Offshore drilling, subsea equipment pick-up may prove temporary

May 22, 2019

Offshore staff

OSLO, Norway – Global offshore oilfield services demand looks set to tail off after 2022, according to consultant Rystad Energy.

It predicts the market will slow from 7% growth per year in 2019-2022 to 3% from 2022-2025.

Audun Martinsen, head of Oilfield Service Research, said: “Just how things ultimately play out in the offshore market will depend to a large extent on whether OPEC, with help from Russia, will decide to take serious measures to stabilize the market over the next years.

“If the group decides to rein in production to protect commodity prices, momentum in the offshore market could continue.
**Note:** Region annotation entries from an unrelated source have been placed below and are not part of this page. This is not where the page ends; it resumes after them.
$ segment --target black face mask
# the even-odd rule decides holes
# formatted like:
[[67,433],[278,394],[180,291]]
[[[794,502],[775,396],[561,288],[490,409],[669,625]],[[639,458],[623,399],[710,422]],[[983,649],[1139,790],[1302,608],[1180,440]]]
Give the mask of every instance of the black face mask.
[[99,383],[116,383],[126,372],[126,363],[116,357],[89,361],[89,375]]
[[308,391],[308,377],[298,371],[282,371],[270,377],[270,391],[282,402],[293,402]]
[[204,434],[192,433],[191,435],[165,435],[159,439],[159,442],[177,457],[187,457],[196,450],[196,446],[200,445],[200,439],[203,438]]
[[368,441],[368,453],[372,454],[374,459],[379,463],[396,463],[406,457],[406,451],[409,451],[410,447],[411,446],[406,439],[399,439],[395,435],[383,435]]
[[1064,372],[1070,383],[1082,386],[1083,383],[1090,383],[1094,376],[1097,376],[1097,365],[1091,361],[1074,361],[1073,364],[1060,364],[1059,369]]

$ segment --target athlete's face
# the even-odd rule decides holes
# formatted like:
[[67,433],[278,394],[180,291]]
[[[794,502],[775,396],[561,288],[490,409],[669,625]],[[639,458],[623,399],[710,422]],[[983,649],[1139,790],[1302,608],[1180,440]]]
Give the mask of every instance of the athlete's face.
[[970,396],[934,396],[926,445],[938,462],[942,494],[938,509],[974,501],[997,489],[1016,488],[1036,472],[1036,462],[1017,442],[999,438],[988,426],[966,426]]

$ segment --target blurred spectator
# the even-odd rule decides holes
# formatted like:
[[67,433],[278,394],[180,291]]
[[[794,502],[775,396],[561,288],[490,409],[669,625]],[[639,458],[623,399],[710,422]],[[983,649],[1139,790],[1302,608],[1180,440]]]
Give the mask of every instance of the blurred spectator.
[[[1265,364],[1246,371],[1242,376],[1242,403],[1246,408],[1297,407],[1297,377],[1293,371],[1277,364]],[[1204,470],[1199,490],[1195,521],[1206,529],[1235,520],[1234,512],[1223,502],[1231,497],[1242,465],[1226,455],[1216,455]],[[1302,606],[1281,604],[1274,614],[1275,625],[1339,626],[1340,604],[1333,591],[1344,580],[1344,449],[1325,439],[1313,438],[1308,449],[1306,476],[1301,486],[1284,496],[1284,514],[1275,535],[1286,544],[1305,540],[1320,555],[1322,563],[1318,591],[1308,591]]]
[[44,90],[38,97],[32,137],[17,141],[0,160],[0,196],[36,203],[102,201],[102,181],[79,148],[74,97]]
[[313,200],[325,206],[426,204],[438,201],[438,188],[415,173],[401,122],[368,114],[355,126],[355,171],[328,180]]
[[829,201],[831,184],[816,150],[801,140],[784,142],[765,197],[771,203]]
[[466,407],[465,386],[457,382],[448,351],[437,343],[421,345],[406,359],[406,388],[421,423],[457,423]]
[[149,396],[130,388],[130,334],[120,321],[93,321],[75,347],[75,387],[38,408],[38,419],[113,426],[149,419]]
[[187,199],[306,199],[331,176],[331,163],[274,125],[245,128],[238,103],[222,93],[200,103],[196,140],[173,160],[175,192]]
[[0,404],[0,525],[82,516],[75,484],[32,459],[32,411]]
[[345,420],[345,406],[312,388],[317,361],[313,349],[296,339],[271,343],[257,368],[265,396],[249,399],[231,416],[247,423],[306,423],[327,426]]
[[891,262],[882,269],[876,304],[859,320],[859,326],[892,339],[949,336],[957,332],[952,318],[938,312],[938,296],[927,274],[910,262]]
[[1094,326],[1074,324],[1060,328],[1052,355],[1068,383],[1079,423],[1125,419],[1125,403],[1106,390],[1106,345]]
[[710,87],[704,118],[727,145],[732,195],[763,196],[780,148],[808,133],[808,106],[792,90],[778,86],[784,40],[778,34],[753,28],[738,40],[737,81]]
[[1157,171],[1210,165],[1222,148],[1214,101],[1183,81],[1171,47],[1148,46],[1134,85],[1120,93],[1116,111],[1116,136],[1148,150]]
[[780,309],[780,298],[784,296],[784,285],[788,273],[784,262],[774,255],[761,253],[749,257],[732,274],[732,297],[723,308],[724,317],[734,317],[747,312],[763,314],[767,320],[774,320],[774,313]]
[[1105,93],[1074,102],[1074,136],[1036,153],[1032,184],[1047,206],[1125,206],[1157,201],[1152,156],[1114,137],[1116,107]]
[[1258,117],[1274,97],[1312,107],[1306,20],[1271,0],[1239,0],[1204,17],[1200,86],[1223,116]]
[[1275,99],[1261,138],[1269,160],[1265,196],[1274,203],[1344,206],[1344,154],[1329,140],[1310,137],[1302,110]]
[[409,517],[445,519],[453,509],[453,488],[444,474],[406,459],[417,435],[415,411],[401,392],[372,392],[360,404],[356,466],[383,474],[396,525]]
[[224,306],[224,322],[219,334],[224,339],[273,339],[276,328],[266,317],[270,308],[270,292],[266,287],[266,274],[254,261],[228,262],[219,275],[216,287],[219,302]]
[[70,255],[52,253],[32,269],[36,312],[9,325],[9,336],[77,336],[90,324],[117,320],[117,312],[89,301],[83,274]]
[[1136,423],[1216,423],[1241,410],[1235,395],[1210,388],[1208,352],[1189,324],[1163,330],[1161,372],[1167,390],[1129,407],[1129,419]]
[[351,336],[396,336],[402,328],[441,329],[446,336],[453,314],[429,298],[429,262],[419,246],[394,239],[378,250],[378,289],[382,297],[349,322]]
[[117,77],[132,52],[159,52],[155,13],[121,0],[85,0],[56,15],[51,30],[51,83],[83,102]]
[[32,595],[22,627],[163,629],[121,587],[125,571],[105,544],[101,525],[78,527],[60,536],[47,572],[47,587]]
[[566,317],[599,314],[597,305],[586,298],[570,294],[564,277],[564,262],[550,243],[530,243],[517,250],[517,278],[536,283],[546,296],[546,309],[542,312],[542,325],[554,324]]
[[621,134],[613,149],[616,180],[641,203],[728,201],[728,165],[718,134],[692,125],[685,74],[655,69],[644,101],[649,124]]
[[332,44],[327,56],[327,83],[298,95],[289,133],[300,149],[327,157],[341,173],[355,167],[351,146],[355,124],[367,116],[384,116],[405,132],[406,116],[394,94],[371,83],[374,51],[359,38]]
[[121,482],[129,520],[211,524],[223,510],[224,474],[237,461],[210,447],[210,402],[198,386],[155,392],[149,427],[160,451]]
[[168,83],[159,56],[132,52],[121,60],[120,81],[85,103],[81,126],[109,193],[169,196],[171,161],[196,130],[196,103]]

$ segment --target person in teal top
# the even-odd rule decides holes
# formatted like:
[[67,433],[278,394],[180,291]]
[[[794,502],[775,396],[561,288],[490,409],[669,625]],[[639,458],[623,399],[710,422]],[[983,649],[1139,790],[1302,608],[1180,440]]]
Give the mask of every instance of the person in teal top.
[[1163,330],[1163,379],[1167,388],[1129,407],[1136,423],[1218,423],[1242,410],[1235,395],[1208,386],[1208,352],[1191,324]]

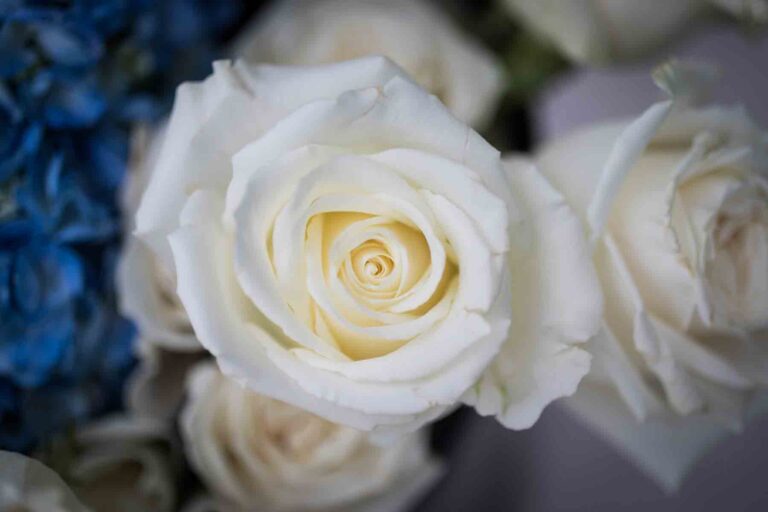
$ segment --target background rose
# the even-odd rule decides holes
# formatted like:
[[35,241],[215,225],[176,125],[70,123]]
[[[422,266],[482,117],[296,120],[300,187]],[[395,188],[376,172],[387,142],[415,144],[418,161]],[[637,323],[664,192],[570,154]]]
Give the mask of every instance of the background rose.
[[570,404],[672,486],[768,382],[768,136],[740,108],[687,107],[700,70],[661,71],[682,96],[537,161],[590,226],[606,295]]
[[[558,228],[576,258],[539,232],[567,207],[534,169],[513,177],[386,59],[218,63],[179,91],[137,231],[176,269],[201,343],[253,390],[395,432],[477,383],[467,401],[525,428],[586,373],[571,345],[600,294],[578,226]],[[572,289],[549,275],[567,266]]]
[[235,54],[276,64],[384,55],[474,126],[488,121],[503,88],[493,55],[420,0],[278,0],[240,36]]
[[220,510],[401,510],[440,474],[425,433],[377,447],[363,432],[239,386],[212,364],[190,376],[181,427]]
[[[90,510],[171,512],[176,489],[170,425],[115,415],[78,429],[62,475]],[[46,509],[47,510],[47,509]]]
[[0,507],[22,512],[87,512],[50,468],[6,451],[0,451]]
[[[647,54],[710,14],[768,21],[765,0],[505,0],[510,11],[568,58],[606,64]],[[720,9],[719,11],[717,9]]]

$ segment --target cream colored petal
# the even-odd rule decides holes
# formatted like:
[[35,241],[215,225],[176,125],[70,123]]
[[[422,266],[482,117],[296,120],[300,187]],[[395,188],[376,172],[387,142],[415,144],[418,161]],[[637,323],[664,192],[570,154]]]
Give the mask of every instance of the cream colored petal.
[[[217,358],[224,373],[251,389],[340,423],[363,430],[380,426],[415,428],[441,407],[419,397],[411,384],[374,385],[352,382],[301,362],[269,331],[239,289],[232,269],[231,248],[216,221],[214,202],[201,193],[190,199],[187,221],[197,220],[171,236],[179,276],[179,296],[201,343]],[[206,269],[201,272],[201,269]],[[259,327],[265,326],[265,328]],[[280,340],[280,341],[278,341]]]

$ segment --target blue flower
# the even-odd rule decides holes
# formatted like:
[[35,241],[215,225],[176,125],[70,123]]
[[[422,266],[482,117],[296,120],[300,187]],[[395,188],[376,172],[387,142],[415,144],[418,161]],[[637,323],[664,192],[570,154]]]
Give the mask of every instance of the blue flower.
[[234,1],[0,3],[0,449],[120,406],[117,198],[134,123],[204,76]]

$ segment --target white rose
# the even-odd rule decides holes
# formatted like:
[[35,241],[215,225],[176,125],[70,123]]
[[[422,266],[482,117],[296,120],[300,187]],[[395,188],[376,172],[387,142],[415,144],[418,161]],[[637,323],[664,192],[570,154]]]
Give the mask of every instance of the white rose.
[[179,89],[137,231],[224,373],[389,433],[463,395],[525,428],[573,392],[601,295],[534,169],[381,57],[214,70]]
[[175,482],[168,425],[112,416],[76,432],[76,453],[66,477],[91,510],[171,512]]
[[503,86],[491,53],[418,0],[278,0],[240,37],[235,54],[275,64],[383,55],[474,126],[493,114]]
[[170,350],[144,337],[136,344],[138,364],[125,384],[126,406],[138,417],[172,420],[184,399],[187,372],[209,354]]
[[649,53],[721,8],[764,22],[765,0],[505,0],[520,20],[577,62],[604,64]]
[[[694,89],[685,67],[664,71]],[[606,297],[570,404],[666,486],[768,384],[768,135],[740,108],[683,100],[537,158],[590,227]]]
[[19,453],[0,451],[0,510],[87,512],[53,470]]
[[[162,126],[152,136],[146,127],[140,127],[133,136],[129,174],[122,197],[123,216],[129,222],[125,247],[117,266],[118,299],[120,312],[136,323],[142,336],[140,347],[150,343],[169,350],[191,352],[202,347],[176,295],[173,270],[159,264],[144,242],[131,233],[134,228],[131,221],[155,169],[164,130]],[[149,351],[151,349],[142,348],[140,356]]]
[[441,473],[425,433],[381,448],[363,432],[253,393],[211,364],[190,376],[181,432],[222,510],[395,511]]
If not, the offshore renaissance party seems destined to come to an end in 2022.

“Higher oil prices were a primary cause of the recent upstream spending spree and – in keeping with the cyclical nature of this industry – the added production from those investments will soon help to put downward pressure on oil prices, which in turn will undermine field sanctioning activity post-2020.”

Currently oil and gas companies are intensifying offshore greenfield sanction, but from 2022, those projects – representing around 5 MMboe/d – will start to deliver production.

Four consecutive years of growth in the sector will likely lead to cost inflation in various sectors, potentially 10-15% above 2018 levels.

“The effect will be a noticeable slowdown of greenfield service purchases of platforms, subsea infrastructure, drilling rigs and vessels, causing the overall offshore service market growth rate to be cut in half,” Martinsen said.

“We estimate that investment commitments associated with offshore project sanctioning are likely to drop to between $70 billion and $80 billion per year – only half the amount forecast in 2020.

“Fewer projects sanctioned, as well as fewer completed from the ‘offshore renaissance period’ of 2018 through 2021, will likely cause the offshore service market to reach an inflection point in 2022.”

Rystad highlights subsea equipment, offshore drilling, and SURF (subsea umbilicals, risers and flowlines) as the most vulnerable, with engineering the sole segment likely to undergo a demand increase.